Ao longo do primeiro
semestre de 2011, o governador Marcelo Déda fez seguidas reuniões com as
diretorias da Petrobras e da Vale visando desatar o nó que envolvia a cessão
dos direitos de lavra.
É necessário, nesse
momento, fazer um depoimento de quem acompanhou de perto o governador Marcelo
Déda nas articulações para que as empresas chegassem a um acordo, ao lado dos
secretários Oliveira Júnior, Zeca da Silva e João Andrade: as negociações entre
as empresas foram muito acirradas e em diversas ocasiões tudo voltava à estaca
zero. O cerne do conflito era a resistência da Petrobras em ceder os direitos
de lavra com o argumento de que a área solicitada pela Vale era muito extensa e
que havia sobreposição com jazidas petrolíferas de interesse da Petrobras.
Em determinada reunião,
testemunhada por mim e pelos supracitados, o governador Marcelo Déda
exasperou-se e declarou aos brados que Sergipe não seria a ostra esmagada entre
o mar e a rocha, pelos interesses das duas gigantescas companhias. Procurou, ainda
no primeiro semestre de 2011, o apoio político da já presidente Dilma Rousseff
a fim de superar os desacordos que se estendiam demasiadamente.
As negociações entre as
empresas avançaram e finalmente, em fevereiro de 2012, os novos presidentes das
companhias, Murilo Ferreira (Vale) e Graça Foster (Petrobras) já anunciavam o
acordo de cessão do direito de lavra por mais 30 anos, o que assegurava não
apenas a implantação do Projeto Carnalita, como a continuidade da exploração da
mina Taquari-Vassouras.
No dia 13 de abril de
2012, Petrobras e Vale, por meio de seus presidentes Graça Foster e Murilo
Ferreira, assinaram protocolo de intenções que contemplava a cessão dos
direitos e dez dias depois, em 23 de abril, a presidente Dilma Rousseff veio
anunciar pessoalmente em Sergipe a superação dos impedimentos.
Frente à complexidade
da negociação da cessão dos direitos de lavra, o segundo impasse, de caráter
técnico e material, era relativamente menor, mas sem a sua superação o projeto
estaria condenado.
A nova tecnologia de
extração do potássio era altamente intensiva no consumo de gás natural e não
havia garantia de fornecimento do insumo nos montantes necessários, diante das
restrições de produção e distribuição internamente no país. Apenas na primeira
fase, o projeto demandaria 760 mil m3/dia de gás natural, algo em
torno de três vezes todo o consumo atual de gás natural em Sergipe. Novamente o
governador Marcelo Déda intercedeu, procurando em 2011 a então diretora de gás
da Petrobras, a atual presidente da empresa Graça Foster, que muito prontamente
assegurou que buscaria os meios necessários para viabilizar o fornecimento.
Futuro
As riquezas minerais de Sergipe são uma dádiva da
natureza. A luta pela sua exploração remonta à primeira metade do século XX e
até alcançar a exploração de fato, a partir da década de sessenta, muitos foram
os episódios decisivos.
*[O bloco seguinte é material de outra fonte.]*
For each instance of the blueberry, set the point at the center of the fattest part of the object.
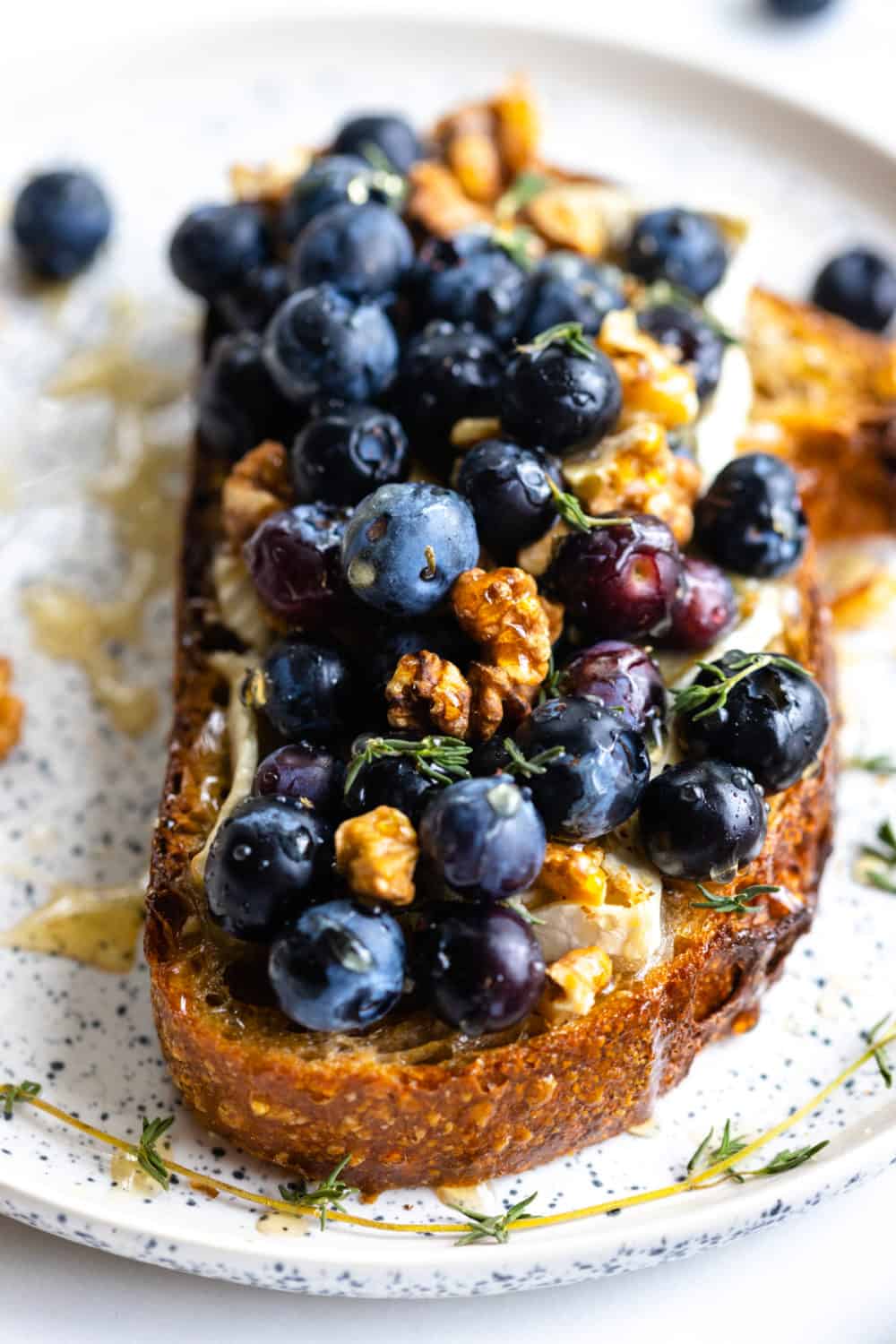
(680, 246)
(363, 250)
(339, 967)
(509, 489)
(347, 453)
(59, 222)
(215, 247)
(598, 781)
(406, 545)
(322, 344)
(479, 965)
(484, 836)
(387, 134)
(751, 519)
(697, 346)
(470, 279)
(568, 288)
(858, 285)
(702, 820)
(263, 860)
(559, 394)
(774, 720)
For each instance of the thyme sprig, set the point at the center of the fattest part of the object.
(711, 699)
(438, 758)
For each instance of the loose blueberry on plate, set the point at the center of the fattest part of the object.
(484, 836)
(59, 222)
(509, 489)
(470, 279)
(559, 392)
(347, 453)
(322, 344)
(481, 967)
(406, 545)
(677, 245)
(392, 136)
(699, 346)
(295, 559)
(215, 247)
(858, 285)
(774, 718)
(339, 967)
(618, 580)
(263, 863)
(751, 519)
(363, 250)
(598, 780)
(702, 820)
(304, 690)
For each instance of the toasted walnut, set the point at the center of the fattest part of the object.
(427, 693)
(637, 472)
(376, 854)
(257, 487)
(573, 983)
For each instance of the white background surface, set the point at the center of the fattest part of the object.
(821, 1279)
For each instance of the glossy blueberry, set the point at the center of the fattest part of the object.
(339, 967)
(347, 453)
(568, 288)
(559, 397)
(702, 820)
(697, 344)
(59, 222)
(484, 836)
(598, 781)
(363, 250)
(470, 279)
(618, 581)
(392, 136)
(774, 722)
(479, 965)
(406, 545)
(677, 245)
(215, 247)
(263, 865)
(322, 344)
(858, 285)
(751, 519)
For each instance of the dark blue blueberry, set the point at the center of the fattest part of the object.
(470, 279)
(858, 285)
(59, 222)
(263, 863)
(323, 344)
(339, 967)
(751, 519)
(568, 288)
(677, 245)
(406, 545)
(215, 247)
(702, 820)
(509, 488)
(484, 836)
(598, 781)
(347, 453)
(387, 134)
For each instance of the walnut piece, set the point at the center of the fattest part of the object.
(376, 854)
(427, 693)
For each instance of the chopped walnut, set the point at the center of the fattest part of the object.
(376, 852)
(257, 487)
(427, 693)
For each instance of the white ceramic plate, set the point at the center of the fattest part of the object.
(77, 800)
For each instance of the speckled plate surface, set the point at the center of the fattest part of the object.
(77, 797)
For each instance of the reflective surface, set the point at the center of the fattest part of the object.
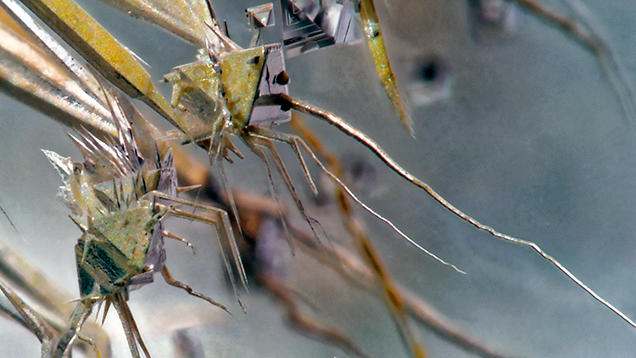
(522, 133)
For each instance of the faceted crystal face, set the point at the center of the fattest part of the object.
(260, 16)
(308, 27)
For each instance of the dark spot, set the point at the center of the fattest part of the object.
(281, 78)
(429, 71)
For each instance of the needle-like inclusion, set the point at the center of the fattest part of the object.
(77, 28)
(118, 196)
(375, 40)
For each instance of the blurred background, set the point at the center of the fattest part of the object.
(515, 124)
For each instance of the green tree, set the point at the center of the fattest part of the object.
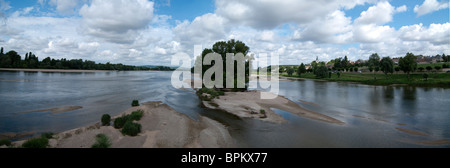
(290, 71)
(437, 68)
(222, 48)
(374, 61)
(321, 71)
(387, 65)
(301, 69)
(408, 63)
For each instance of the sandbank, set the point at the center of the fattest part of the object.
(248, 105)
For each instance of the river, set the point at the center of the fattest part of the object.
(372, 113)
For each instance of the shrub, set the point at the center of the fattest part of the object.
(106, 119)
(36, 143)
(135, 103)
(119, 122)
(102, 141)
(425, 76)
(263, 112)
(136, 115)
(6, 142)
(131, 128)
(48, 135)
(437, 67)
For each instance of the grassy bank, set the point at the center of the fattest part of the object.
(434, 79)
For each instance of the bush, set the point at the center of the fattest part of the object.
(36, 143)
(131, 128)
(48, 135)
(102, 141)
(425, 76)
(136, 115)
(263, 112)
(119, 122)
(135, 103)
(6, 142)
(106, 119)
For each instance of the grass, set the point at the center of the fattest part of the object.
(106, 119)
(416, 78)
(102, 141)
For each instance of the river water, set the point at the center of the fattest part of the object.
(371, 113)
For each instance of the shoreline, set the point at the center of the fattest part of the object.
(53, 70)
(379, 82)
(162, 127)
(248, 105)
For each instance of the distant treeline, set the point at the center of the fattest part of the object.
(12, 59)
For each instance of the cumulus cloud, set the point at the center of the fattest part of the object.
(65, 7)
(202, 29)
(334, 28)
(117, 21)
(268, 14)
(430, 6)
(437, 34)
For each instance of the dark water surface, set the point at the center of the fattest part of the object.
(371, 113)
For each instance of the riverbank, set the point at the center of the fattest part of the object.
(53, 70)
(162, 127)
(250, 105)
(416, 79)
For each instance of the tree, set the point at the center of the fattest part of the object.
(387, 65)
(301, 69)
(222, 48)
(408, 63)
(437, 68)
(290, 71)
(425, 76)
(397, 69)
(321, 71)
(374, 61)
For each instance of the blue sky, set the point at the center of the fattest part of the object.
(150, 32)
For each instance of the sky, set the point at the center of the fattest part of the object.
(143, 32)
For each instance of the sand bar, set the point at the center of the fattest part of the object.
(162, 127)
(248, 104)
(412, 132)
(55, 110)
(53, 70)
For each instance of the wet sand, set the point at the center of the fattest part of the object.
(413, 132)
(55, 110)
(435, 142)
(11, 135)
(248, 105)
(53, 70)
(162, 127)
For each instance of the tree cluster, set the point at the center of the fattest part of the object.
(12, 59)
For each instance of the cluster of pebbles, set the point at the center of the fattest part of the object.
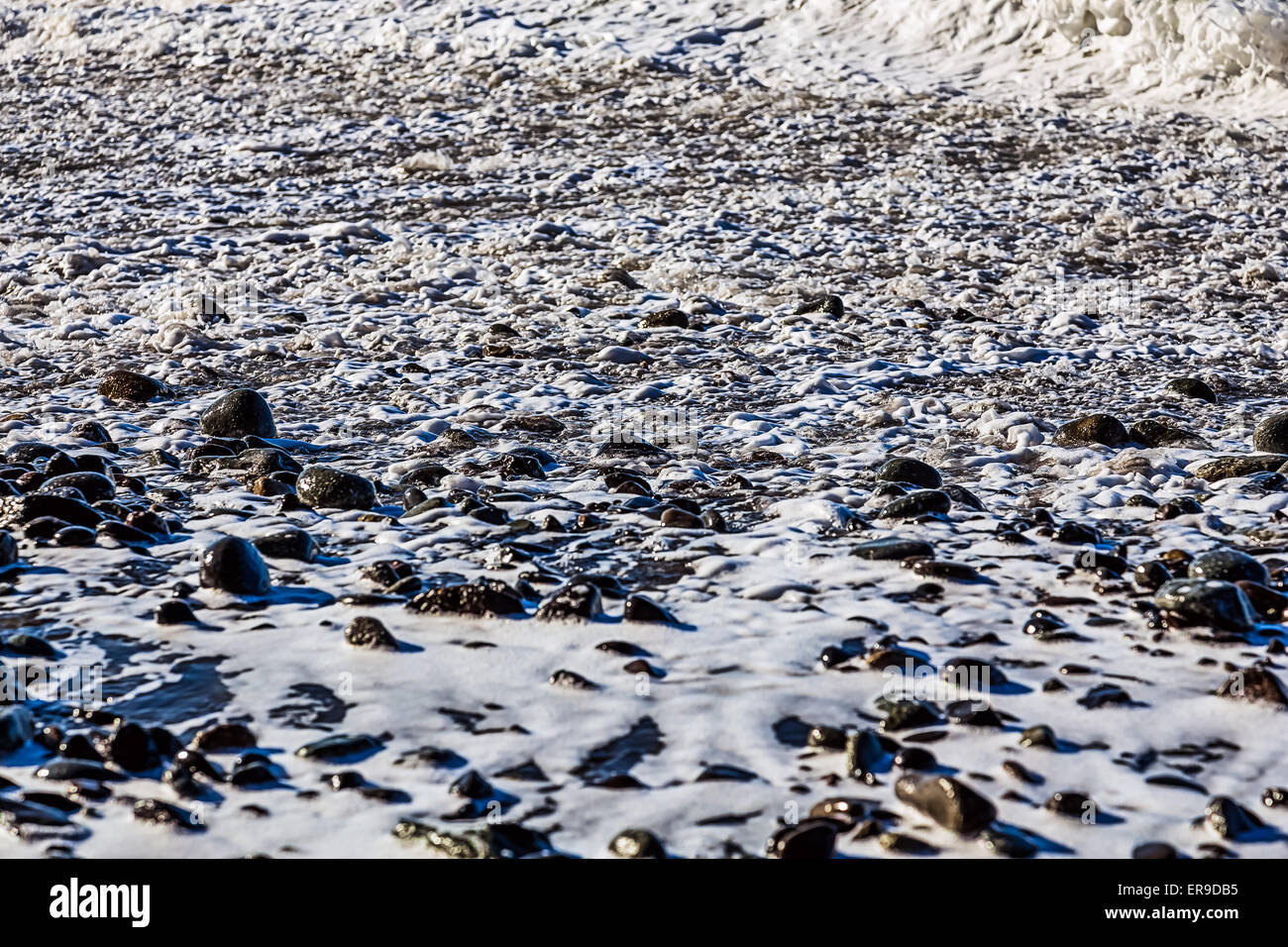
(509, 455)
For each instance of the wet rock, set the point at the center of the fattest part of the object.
(91, 432)
(636, 843)
(642, 608)
(1104, 696)
(964, 497)
(77, 770)
(366, 631)
(829, 304)
(907, 714)
(910, 471)
(233, 565)
(489, 598)
(326, 487)
(1006, 844)
(915, 758)
(574, 600)
(572, 681)
(16, 727)
(918, 502)
(1072, 804)
(75, 536)
(948, 801)
(949, 571)
(971, 674)
(1254, 684)
(520, 467)
(1240, 466)
(91, 486)
(1039, 735)
(16, 510)
(494, 840)
(974, 714)
(241, 412)
(1155, 433)
(123, 385)
(1229, 819)
(130, 749)
(1150, 577)
(290, 543)
(174, 612)
(906, 844)
(161, 813)
(1271, 434)
(29, 646)
(1207, 603)
(1093, 429)
(340, 746)
(224, 736)
(1193, 388)
(863, 755)
(892, 548)
(810, 840)
(665, 318)
(841, 809)
(681, 519)
(1229, 566)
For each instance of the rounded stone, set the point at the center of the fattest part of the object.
(910, 471)
(331, 488)
(1229, 566)
(233, 565)
(1190, 388)
(1093, 429)
(130, 385)
(1271, 434)
(241, 412)
(1210, 603)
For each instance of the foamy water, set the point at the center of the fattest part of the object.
(397, 185)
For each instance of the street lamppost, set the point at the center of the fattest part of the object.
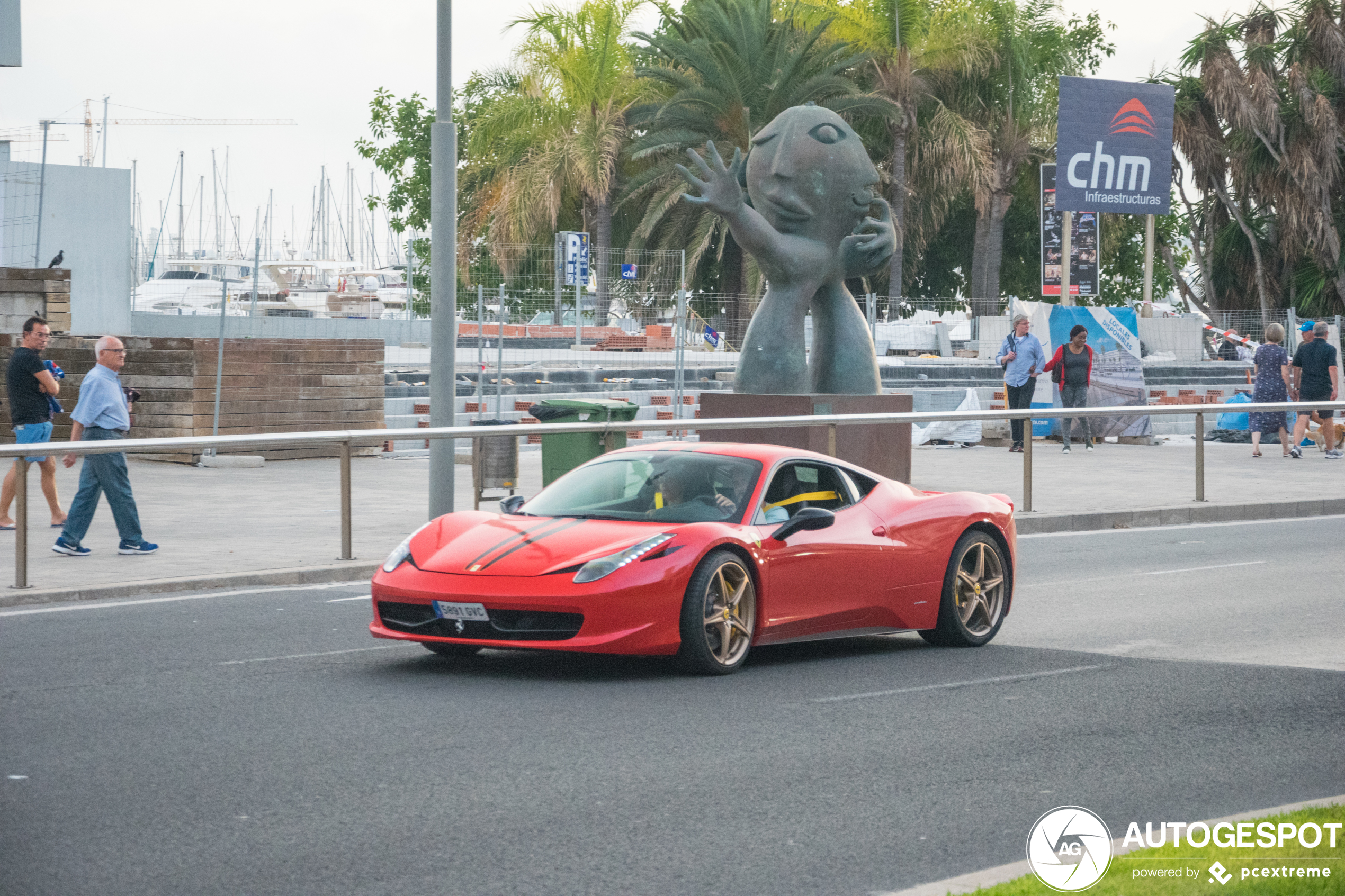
(443, 325)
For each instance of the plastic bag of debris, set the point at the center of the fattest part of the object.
(963, 432)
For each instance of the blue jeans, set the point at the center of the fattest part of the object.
(103, 473)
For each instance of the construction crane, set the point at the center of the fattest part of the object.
(89, 124)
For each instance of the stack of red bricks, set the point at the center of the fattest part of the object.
(622, 345)
(659, 336)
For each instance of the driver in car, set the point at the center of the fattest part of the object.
(740, 480)
(685, 495)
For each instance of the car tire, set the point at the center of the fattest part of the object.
(975, 593)
(719, 616)
(452, 650)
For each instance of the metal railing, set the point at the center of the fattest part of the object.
(352, 438)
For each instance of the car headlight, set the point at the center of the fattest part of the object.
(402, 553)
(595, 570)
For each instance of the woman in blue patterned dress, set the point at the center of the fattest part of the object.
(1271, 386)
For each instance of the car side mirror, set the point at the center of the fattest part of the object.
(805, 519)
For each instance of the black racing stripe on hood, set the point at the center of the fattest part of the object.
(510, 538)
(526, 542)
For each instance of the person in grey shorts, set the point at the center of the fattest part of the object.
(1072, 370)
(1314, 370)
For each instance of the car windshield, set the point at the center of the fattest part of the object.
(666, 487)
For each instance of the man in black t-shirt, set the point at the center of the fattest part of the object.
(29, 383)
(1314, 381)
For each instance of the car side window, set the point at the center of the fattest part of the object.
(803, 484)
(863, 484)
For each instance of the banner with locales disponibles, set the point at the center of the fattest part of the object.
(1118, 375)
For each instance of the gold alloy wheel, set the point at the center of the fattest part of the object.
(980, 590)
(729, 613)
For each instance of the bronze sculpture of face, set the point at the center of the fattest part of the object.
(809, 175)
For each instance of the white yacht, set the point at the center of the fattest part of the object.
(198, 286)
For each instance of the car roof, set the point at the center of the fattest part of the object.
(767, 455)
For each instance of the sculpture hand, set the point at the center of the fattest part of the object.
(872, 242)
(719, 183)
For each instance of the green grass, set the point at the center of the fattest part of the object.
(1119, 875)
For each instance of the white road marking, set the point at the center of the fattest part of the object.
(100, 605)
(963, 684)
(304, 656)
(1180, 526)
(1122, 575)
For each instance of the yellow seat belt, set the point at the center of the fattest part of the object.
(808, 496)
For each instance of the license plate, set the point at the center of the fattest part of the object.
(471, 612)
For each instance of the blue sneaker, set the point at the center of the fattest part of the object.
(70, 548)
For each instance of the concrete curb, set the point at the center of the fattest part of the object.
(292, 575)
(1002, 874)
(1176, 515)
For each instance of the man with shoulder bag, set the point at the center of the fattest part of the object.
(1021, 358)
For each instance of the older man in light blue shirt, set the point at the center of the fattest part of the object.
(103, 414)
(1023, 358)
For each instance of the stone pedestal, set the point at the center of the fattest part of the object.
(883, 448)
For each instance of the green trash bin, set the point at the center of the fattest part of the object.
(564, 452)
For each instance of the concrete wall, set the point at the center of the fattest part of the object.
(34, 291)
(11, 42)
(86, 214)
(270, 386)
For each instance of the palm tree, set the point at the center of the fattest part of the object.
(567, 101)
(1015, 103)
(913, 48)
(727, 68)
(1259, 112)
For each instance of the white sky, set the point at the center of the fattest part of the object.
(318, 64)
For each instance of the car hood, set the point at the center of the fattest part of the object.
(522, 545)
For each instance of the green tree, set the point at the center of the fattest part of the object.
(1261, 100)
(1015, 103)
(553, 129)
(400, 150)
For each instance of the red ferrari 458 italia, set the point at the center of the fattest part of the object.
(703, 551)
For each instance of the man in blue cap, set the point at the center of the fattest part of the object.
(1313, 379)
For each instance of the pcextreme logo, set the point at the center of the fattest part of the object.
(1070, 849)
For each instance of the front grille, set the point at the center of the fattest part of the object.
(505, 625)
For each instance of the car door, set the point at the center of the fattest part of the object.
(826, 580)
(922, 537)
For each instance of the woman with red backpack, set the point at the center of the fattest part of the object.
(1071, 367)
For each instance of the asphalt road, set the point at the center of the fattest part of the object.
(263, 743)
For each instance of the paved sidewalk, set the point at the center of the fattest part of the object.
(1130, 477)
(221, 523)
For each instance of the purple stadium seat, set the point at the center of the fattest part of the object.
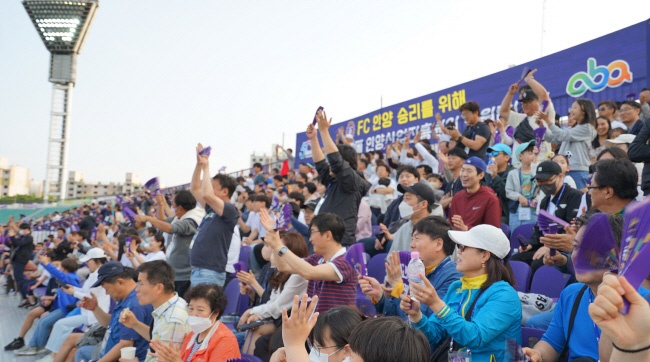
(522, 274)
(525, 230)
(366, 307)
(530, 336)
(506, 229)
(548, 281)
(377, 267)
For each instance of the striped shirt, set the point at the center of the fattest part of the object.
(334, 294)
(169, 323)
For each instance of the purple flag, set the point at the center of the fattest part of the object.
(598, 249)
(275, 203)
(539, 135)
(524, 73)
(354, 256)
(153, 186)
(129, 214)
(206, 151)
(283, 221)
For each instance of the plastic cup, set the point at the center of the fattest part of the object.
(128, 352)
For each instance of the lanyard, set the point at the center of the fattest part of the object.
(596, 329)
(559, 197)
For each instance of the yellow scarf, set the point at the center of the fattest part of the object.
(473, 283)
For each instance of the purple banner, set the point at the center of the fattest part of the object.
(608, 67)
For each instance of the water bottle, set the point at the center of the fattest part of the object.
(413, 271)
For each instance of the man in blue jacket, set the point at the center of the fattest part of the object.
(431, 240)
(63, 303)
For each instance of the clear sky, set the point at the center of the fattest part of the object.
(156, 77)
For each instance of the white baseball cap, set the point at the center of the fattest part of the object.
(618, 124)
(486, 237)
(94, 253)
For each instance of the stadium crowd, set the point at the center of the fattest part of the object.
(264, 266)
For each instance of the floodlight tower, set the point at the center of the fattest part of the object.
(63, 26)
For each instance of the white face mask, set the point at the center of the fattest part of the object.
(315, 357)
(405, 210)
(199, 324)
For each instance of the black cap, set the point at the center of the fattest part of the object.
(110, 269)
(527, 95)
(420, 189)
(310, 205)
(546, 170)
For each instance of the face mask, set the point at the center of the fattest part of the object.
(405, 210)
(199, 324)
(314, 357)
(548, 189)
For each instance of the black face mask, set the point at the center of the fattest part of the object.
(549, 189)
Grandes nomes, a exemplo do economista Aloísio de
Campos, do jornalista Orlando Dantas, dos governadores Seixas Dórea e Augusto
Franco e mais recentemente do governador Marcelo Déda, debateram-se em defesa
de projetos de exploração mineral que ajudaram a construir Sergipe. Tenho
confiança que interesses mesquinhos não se sobreporão ao compromisso com o
futuro de Sergipe.
Publicado no Jornal da Cidade, em 09/03/2014
O governador Marcelo Déda e a presidenta Dilma Rousseff durante a cerimônia de assinatura de contrato entre a Petrobras e a Vale para arrendamento das reservas de potássio no estado de Sergipe / Foto: Roberto Stuckert Filho/PR. Em 23 de abril de 2012.